Poetics and Politics of Relationality in Contemporary Australian Aboriginal Fiction
This is the first sustained study of the formal particularities of works by Bruce Pascoe, Kim Scott, Tara June Winch, and Alexis Wright. Drawing on a rich theoretical framework that includes approaches to relationality by Aboriginal thinkers, Edouard Glissant, and Jean-Luc Nancy, and recent work in New Formalism and narrative theory, the book illustrates how they use a broad range of narrative techniques to mediate, negotiate, and temporarily create networks of relations that interlink all elements of the universe. Through this focus on relationality, Aboriginal writing gains both local and global significance.
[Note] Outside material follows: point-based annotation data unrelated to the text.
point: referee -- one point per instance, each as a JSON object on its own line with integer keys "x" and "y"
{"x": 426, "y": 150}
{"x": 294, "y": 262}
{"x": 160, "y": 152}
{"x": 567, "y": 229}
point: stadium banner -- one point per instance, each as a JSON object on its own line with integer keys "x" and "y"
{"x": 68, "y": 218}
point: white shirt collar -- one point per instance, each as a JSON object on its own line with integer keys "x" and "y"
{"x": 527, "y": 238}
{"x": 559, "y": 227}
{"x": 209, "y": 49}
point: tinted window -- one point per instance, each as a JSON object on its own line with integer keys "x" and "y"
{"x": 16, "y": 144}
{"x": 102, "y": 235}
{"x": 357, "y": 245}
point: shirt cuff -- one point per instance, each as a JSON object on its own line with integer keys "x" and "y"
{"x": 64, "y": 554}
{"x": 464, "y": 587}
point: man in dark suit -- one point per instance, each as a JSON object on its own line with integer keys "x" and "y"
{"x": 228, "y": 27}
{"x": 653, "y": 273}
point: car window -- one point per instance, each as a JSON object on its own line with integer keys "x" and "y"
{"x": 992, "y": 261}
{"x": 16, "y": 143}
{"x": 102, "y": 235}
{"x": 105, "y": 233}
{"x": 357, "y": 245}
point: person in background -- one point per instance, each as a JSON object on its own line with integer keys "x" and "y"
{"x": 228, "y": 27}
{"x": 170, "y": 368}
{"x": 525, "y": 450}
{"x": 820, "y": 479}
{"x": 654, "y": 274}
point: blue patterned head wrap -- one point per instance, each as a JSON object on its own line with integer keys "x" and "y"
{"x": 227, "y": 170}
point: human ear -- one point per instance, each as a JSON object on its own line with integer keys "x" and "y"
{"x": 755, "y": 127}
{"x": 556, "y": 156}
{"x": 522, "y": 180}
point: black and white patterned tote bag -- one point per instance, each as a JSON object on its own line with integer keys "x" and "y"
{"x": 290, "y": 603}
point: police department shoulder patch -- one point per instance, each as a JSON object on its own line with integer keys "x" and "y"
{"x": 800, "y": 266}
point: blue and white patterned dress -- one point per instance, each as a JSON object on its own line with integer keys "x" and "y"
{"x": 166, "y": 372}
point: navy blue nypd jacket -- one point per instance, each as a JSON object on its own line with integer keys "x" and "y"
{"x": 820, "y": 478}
Locally, these narratives assert Indigenous sovereignty by staging an unbroken interrelatedness of people and their land. Globally, they intervene into current discourses about humanity’s relationship with the natural environment, urging readers to acknowledge our interrelatedness with and dependence on the land that sustains us.
Introduction: Towards a Poetics and Politics of Relationality
Chapter 1: Non-Human (Narrative) Authority in Bruce Pascoe’s Earth
Chapter 2: Place-Based Storytelling in Kim Scott’s Benang and That Deadman Dance
Chapter 3: Precarious Relations in Tara June Winch’s Swallow the Air
Chapter 4: Non-Egocentric Relations and Ambiguity in Alexis Wright’s Carpentaria
Chapter 5: Travelling Narratives and Community in Alexis Wright’s The Swan Book
Chapter 6: Stories, Language, and Sharing in Kim Scott’s Taboo
Conclusion: Experiencing Relationality
"Poetics and Politics of Relationality in Contemporary Australian Aboriginal Fiction is an absolutely outstanding study that pushes the specifically literary aspects of indigenous Australian fiction into the centre of interest. By focussing on the interrelations between narrative forms and political attitudes, it also contributes to the further development of a postcolonial narratology. And the book demonstrates convincingly how the prose narratives by Bruce Pascoe, Kim Scott, Tara June Winch, and Alexis Wright negotiate relationality. What I find particularly impressive is the sensitive ways in which Dorothee Klein reflects upon and comments on the (not at all unproblematic) reception of indigenous Australian literature by a Western reader. Klein treats the texts with caution, modesty, and respect. This is how to do it."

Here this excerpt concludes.